Harvey Reid, partner at Laceys Solicitors, told Personnel Today: “Nobody knows how long the downturn will last. My impression is that the lesson people have learned from previous recessions is to hang on to staff and training because they know things will recover.”

Peter Reilly, director of HR, research and consultancy at the Institute for Employment Studies, agreed. “One of the mistakes in the past in managing a downturn has been letting too many people go,” he said.

But if an organisation must make redundancies to weather the storm, it must approach it strategically.

“Who do you need to keep? Who do you need to remove and who do you not mind going?,” said Reilly. “Organisations need to look not just at now, but at the next few years and make sure they have the resources available. Where will the gaps be and what skills are more acquirable than others?”

Legally compliant

As the credit crunch deepens there will undoubtedly be more job losses. But John Philpott, chief economist at the Chartered Institute of Personnel and Development, warned that any redundancies would have to be handled very differently to previous recessions.

“Employers have to make sure they follow correct legal procedures and that everyone is consulted and informed. You can’t just do it overnight.

“One thing HR directors should worry about is that, compared to previous downturns, there are now more employee rights. Make sure you are legally compliant. The first thing people used to do when cutting staff was look at older workers, but we have age discrimination in place now,” Philpott added.

Flexible working

HR departments could consider alternative ways to reduce costs instead of job cuts. Some organisations are cutting part of their flexible working patterns in favour of axeing expenditure. Oil giant BP, for example, plans to terminate its nine-day fortnight scheme.

But Philpott insisted most companies were keen to offer flexible working as a benefit instead of pay increases or bonuses.

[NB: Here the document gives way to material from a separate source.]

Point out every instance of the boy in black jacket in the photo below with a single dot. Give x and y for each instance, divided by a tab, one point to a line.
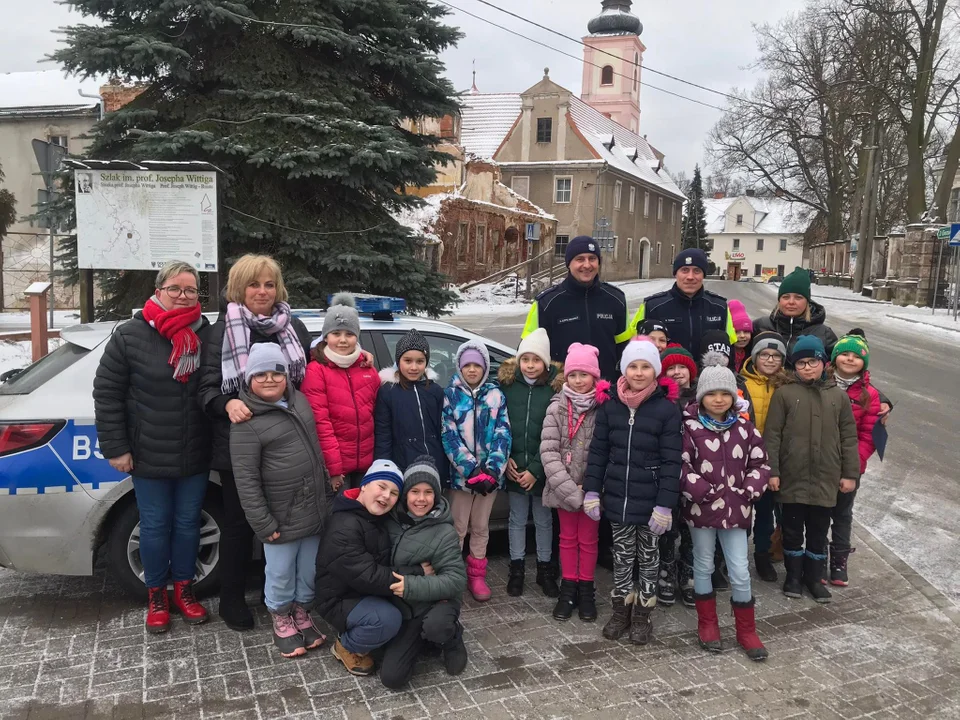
353	569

Reid agreed: “One of the effects of the credit crunch is that employers are in some ways more prepared to consider flexible working requests. It can often spread times at which employees can deal with customers over a wider period.”

A CBI study out yesterday (Monday) said almost half of all 513 employers (46%) surveyed offered home or remote working to staff, as bosses may be trying to cut their carbon footprint or employees are avoiding a troublesome commute.

Rewarding employees

Reilly said it was important that HR teams looked at what their organisation gained from reducing certain benefits, and balance that against the effect it will have on staff morale. He also warned against any knee-jerk reactions, particularly if the organisation will have to reinstate the benefits again when the economy improves.

Bonuses are typically hit when there is a downturn, he said, but that tends to be a natural occurrence because they are tied in to organisational performance. But it is when companies choose to cut benefits that staff feel aggrieved, as happened when Marks & Spencer cut its redundancy entitlement.

Training is also traditionally cut during a recession. HR professionals told Personnel Today earlier this year they expected to see further resourcing cuts in learning and development as the credit crunch bites. But Philpott believed this was happening to a lesser degree than might be expected.

“My hunch is that training budgets are suffering a bit, but spend hasn’t suffered as much as it would have 20 or 30 years ago. People are trying to preserve their training budgets.”